How will this affect the industry?

Although the equity tax already existed (for those who owned as of January 1 of each year, a net worth equal to or greater than 5 billion Colombian pesos), with the new reform, both the taxable base and how the shares owned in a company are valued are modified. Previously the nominal value (acquisition value) was taken – and now the intrinsic value (net worth divided by the number of shares outstanding) is proposed.

This new form of valuation seeks to reflect the equity reality of the shareholders of those consolidated companies, i.e., the source of income and considerable profits that take into account the contributive capacity, an objective that was not achieved with the previous rule.

The tax reform aims to increase the occasional profit tax, which is currently at a rate of 10% to 15%. Does the government want to discourage money, a product of several years of hard work in entrepreneurship, brought back to Colombia to continue generating development by investing in new startups or donating it to social causes?

Elimination of the 50% discount on the Industry and Commerce Tax – ICA.

Article 115 of the ETN contemplates the possibility, at the entrepreneur’s choice, of: i) taking 50% of the industry and commerce tax (ICA) as a tax discount or ii) a 100% deduction of the ICA in the income tax.

The reform bill eliminates this benefit and leaves only the possibility of taking it as a 100% income tax deduction. The difference is that the discount is applied directly to the tax already paid, while the deduction is part of the subtracted items to determine the tax.

The impact will depend on each case, but as a general rule, a 50% discount is more beneficial than a 100% deduction of the ICA tax.

This modification would imply a higher tax burden for ventures that are in the commercial, industrial, or service businesses, meaning that e-commerce entrepreneurs will now have to pay more income tax because of this change.

 

Elimination of the orange economy benefit

Before this reform, entrepreneurs from creative industries who won the orange economy benefit were allowed to pay 0% income tax for 5 years. But now, this would not be possible.

According to the principle of non-retroactivity of taxation provided in article 363 of the Colombian Constitution, those ventures that benefited from the exempt income programs of the orange economy program provided in article 235-2 of the ETN continue to maintain 100% of the exempt income for the years granted. However, unfortunately, the benefit would be lost for entrepreneurs who would like to access it in the future.

 

35% income tax rate for large and small businesses alike.

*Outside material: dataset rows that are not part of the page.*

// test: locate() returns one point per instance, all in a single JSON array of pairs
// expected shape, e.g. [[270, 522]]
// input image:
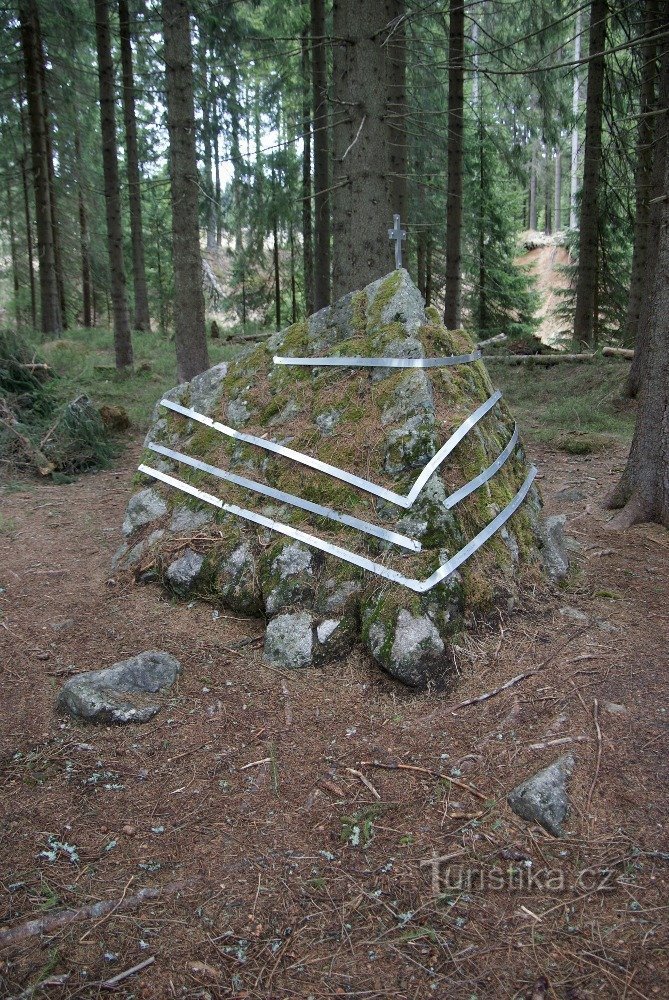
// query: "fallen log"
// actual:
[[537, 359], [618, 352], [52, 921]]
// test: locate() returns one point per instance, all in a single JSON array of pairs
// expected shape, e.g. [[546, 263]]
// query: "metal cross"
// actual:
[[397, 234]]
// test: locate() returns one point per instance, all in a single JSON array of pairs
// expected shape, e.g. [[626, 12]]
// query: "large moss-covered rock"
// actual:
[[382, 424]]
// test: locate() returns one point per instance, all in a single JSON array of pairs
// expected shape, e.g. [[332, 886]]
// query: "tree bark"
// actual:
[[585, 320], [141, 294], [397, 106], [643, 492], [456, 54], [643, 176], [321, 157], [57, 250], [576, 93], [84, 236], [557, 194], [122, 336], [50, 315], [189, 325], [657, 192], [362, 210], [307, 236]]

Although the reform would not modify the income tax rate for legal entities and maintains it at 35%, it does not provide special treatment or rates for startups.

While it is true that during the early years, startups do not yield profits, precisely because all their income and capital are destined for the growth of the company, it can happen, and taxing a startup with an income tax at a rate of 35% is to leave the entrepreneur without any incentive.

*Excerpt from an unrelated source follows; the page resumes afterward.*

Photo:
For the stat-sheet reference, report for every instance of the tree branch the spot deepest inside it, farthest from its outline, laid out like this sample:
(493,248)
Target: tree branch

The reform aims to increase the payment rate for dividend distributions, which are currently subject to 10% and could reach up to 39%. For non-residents (individuals and corporations), a withholding tax of 20% will be applied.

 

What do companies think about it?

Faced with this “reform,” Endeavor entrepreneurs launched a counter proposal before the tax reform project in Colombia. They propose an exception so that the value of the shares revolves around the fiscal cost, not the intrinsic value.

Daniel Botero Acevedo, co-founder, and CEO of Lizit, said that the tax reform would virtually wipe out the ecosystem of startups or fast-growing digital ventures in Colombia.

In conclusion, the National Government must understand the entrepreneurial ecosystem and establish differentiated and progressive tax rules and combined tariffs that allow them to be competitive with their peers in other countries.

 


Michelle Bernier is an attorney specializing in international law and commercial law. She is currently studying Master of Laws and International Business with a double degree from the Universidad Internacional Iberoamericana in Mexico and the Universidad Europea del Atlántico. She is also a part of Students for Liberty’s inaugural cohort of Fellowship for Freedom in India.